You really have to wonder.

Here we have three self-proclaimed engineers claiming that Class A is
an amplification Class in which "the output device(s)never cease
conducting under any signal condition."


Let's see, I graduated Syracuse University in 1978 with a BSEE, so I'd
be an engineer. For class A, I'd add the condition "if the input signal
level doesn't drive the amp into distortion or clipping" to "_all_ the
output device(s)never cease conducting under any signal condition.". I
also added "all" to make it clear that each and every output device
never turns off. I've seen class A amps that had push-pull tubes, each
tube configured to never shut off, thru out the entire waveform cycle.
This would help reduce 2nd harmonic distortions (or have perfect
cancellation IF both tubes have identical characteristics and fed
identical except inverted signals).

Okay, how about class AB? That's usually a push pull configuration
where, at or near zero crossing, both devices are conducting. But get
above, say 10% of maximum input signal level, one of the devices stops
conducting, and the other device is doing the work. Lets also say that
this is a 100W amplifier, if you run it with an input signal that makes
only 1 watt (the volume control is set low), then, sure you could call
it a 1 watt class A amp. But that'd be rather silly...

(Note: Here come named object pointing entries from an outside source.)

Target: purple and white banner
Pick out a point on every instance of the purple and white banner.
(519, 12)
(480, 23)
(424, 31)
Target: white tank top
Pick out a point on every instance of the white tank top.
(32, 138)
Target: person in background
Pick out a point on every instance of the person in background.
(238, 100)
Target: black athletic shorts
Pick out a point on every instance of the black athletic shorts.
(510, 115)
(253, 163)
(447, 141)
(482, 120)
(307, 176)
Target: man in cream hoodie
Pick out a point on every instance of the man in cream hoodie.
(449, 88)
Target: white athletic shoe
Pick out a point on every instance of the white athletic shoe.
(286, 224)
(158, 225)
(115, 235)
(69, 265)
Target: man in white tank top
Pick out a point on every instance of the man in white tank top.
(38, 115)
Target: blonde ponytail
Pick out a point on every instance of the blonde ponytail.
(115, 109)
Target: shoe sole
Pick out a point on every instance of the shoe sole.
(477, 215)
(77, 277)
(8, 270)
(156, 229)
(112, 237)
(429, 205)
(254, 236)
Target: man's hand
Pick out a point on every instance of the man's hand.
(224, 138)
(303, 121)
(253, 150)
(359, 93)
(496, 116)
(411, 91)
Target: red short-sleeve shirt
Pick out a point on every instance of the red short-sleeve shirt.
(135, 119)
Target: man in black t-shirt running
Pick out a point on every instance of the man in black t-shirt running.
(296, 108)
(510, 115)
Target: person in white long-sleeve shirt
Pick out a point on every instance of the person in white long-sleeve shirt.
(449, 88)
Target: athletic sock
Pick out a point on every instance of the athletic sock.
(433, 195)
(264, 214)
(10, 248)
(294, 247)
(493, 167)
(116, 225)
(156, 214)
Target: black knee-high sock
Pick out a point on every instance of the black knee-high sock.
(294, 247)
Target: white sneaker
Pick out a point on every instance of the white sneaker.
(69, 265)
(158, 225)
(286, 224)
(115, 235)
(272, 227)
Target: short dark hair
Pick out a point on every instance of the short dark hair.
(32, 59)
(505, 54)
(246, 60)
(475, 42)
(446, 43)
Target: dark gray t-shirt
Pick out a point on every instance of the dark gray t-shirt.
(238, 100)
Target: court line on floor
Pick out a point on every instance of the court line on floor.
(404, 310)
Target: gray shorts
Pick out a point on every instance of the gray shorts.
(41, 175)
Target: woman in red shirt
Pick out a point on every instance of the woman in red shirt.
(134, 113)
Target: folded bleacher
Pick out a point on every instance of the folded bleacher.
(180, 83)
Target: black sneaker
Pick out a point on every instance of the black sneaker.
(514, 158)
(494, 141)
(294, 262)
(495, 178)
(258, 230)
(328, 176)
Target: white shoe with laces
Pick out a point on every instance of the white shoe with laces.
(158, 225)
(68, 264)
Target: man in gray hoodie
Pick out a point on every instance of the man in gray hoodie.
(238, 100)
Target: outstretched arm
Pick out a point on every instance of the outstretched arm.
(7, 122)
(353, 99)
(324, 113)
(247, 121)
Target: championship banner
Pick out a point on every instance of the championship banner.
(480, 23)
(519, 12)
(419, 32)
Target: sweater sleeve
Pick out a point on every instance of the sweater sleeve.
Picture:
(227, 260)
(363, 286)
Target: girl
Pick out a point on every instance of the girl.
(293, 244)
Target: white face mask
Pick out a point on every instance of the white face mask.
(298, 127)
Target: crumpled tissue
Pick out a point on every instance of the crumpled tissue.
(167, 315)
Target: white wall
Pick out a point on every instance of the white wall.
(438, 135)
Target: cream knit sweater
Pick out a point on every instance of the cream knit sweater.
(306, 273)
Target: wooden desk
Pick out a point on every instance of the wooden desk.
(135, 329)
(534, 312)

Class B is where there is no class A overlap. Sure, you could have low
quiescent current, but you could easily have crossover distortion. And
it'd sound like a cheap op-amp...

And there's class C, but that's not usable in audio work. It's used in
FM RF transmitters, where the distortions are filtered out.

And there's class D, which IIRC is a pulse width modulation scheme with
a clock running at about 10X the highest audio frequency. And heavy low
pass filtering to remove the clock and its harmonics. Mainly used in
solid state amps, and even there it's not real common.